To be extremely enthusiastic or excited about something, especially in relation to snowboarding.

  • For example, “I’m so stoked to hit the slopes this weekend!”
  • A snowboarder might say, “I’m stoked for the fresh powder that just came in.”
  • Another might exclaim, “I’m stoked to try out this new trick I learned!”

32. Park rat

A slang term used to describe someone who spends a significant amount of time in the terrain park, focusing on tricks and jumps rather than other aspects of snowboarding.

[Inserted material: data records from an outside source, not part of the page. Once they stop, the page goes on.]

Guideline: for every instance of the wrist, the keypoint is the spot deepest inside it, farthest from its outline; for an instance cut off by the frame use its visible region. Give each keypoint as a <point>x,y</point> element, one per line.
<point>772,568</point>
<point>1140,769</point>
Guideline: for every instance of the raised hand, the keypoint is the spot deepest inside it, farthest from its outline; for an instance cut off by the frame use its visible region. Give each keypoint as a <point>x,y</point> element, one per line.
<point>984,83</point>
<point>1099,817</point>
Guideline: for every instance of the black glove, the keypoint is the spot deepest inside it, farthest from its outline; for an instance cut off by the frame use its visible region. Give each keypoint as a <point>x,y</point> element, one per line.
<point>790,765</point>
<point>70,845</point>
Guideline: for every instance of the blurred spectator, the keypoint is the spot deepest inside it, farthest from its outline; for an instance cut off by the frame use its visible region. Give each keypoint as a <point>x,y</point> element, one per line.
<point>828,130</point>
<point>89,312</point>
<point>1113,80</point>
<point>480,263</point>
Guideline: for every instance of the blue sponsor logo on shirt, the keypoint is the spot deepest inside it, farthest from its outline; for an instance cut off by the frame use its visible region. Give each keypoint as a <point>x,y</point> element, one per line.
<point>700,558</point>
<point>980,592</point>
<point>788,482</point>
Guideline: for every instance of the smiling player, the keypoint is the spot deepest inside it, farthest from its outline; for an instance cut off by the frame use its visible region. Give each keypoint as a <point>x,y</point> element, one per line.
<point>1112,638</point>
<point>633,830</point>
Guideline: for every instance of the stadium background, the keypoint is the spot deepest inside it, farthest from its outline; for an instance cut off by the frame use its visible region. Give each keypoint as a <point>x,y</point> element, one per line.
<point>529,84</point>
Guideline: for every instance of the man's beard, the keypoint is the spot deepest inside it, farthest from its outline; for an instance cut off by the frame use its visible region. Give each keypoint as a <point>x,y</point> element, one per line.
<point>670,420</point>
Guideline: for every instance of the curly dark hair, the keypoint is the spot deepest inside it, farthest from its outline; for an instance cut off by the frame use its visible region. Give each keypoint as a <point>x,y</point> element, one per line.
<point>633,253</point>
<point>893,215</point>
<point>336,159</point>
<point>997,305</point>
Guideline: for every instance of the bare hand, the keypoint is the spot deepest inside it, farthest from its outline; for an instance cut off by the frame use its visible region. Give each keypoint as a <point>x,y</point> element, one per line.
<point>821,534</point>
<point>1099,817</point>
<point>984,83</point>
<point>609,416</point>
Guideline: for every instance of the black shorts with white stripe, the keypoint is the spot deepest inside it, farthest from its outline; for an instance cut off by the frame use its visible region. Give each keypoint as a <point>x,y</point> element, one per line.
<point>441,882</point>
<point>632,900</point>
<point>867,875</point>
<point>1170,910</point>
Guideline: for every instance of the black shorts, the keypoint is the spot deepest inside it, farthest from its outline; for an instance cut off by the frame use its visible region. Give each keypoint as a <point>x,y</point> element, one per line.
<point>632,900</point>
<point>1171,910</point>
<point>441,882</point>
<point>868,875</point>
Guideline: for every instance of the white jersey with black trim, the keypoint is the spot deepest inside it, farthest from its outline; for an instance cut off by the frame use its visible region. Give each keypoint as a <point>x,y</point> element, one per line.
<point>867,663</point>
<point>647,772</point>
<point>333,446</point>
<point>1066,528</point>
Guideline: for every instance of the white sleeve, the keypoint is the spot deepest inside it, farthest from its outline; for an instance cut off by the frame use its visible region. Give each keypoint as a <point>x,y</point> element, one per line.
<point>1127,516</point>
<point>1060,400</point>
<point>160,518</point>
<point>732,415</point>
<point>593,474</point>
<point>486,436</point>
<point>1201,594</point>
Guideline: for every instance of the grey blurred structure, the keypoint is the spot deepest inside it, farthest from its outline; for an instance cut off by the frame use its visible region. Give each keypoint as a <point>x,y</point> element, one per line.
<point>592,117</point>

  • For instance, “He’s a total park rat. You’ll always find him in the terrain park.”
  • A snowboarder might say, “I used to be a park rat, but now I prefer riding in the backcountry.”
  • Another might comment, “Park rats are fearless when it comes to hitting big jumps.”

33. Face shot

When a snowboarder rides through deep powder and the snow sprays up into their face, often creating a dramatic visual effect.

  • For example, “I got a massive face shot on that last run!”
  • A snowboarder might say, “The best part about riding in deep powder is getting face shots.”
  • Another might exclaim, “I love the feeling of a face shot, it’s like being completely immersed in the snow!”

34. Butter

A term used to describe the action of performing smooth and stylish tricks on a snowboard, often involving rotations and slides.

  • For instance, “He buttered that rail with ease.”
  • A snowboarder might say, “I’ve been practicing my buttering skills all season.”
  • Another might comment, “Buttering is a great way to add style to your riding.”

35. Jib

To ride or perform tricks on non-snow surfaces, such as rails, boxes, or other obstacles.

  • For example, “He’s really good at jibbing on urban features.”
  • A snowboarder might say, “I love finding creative jib spots in the city.”
  • Another might comment, “Jibbing is all about balance and control.”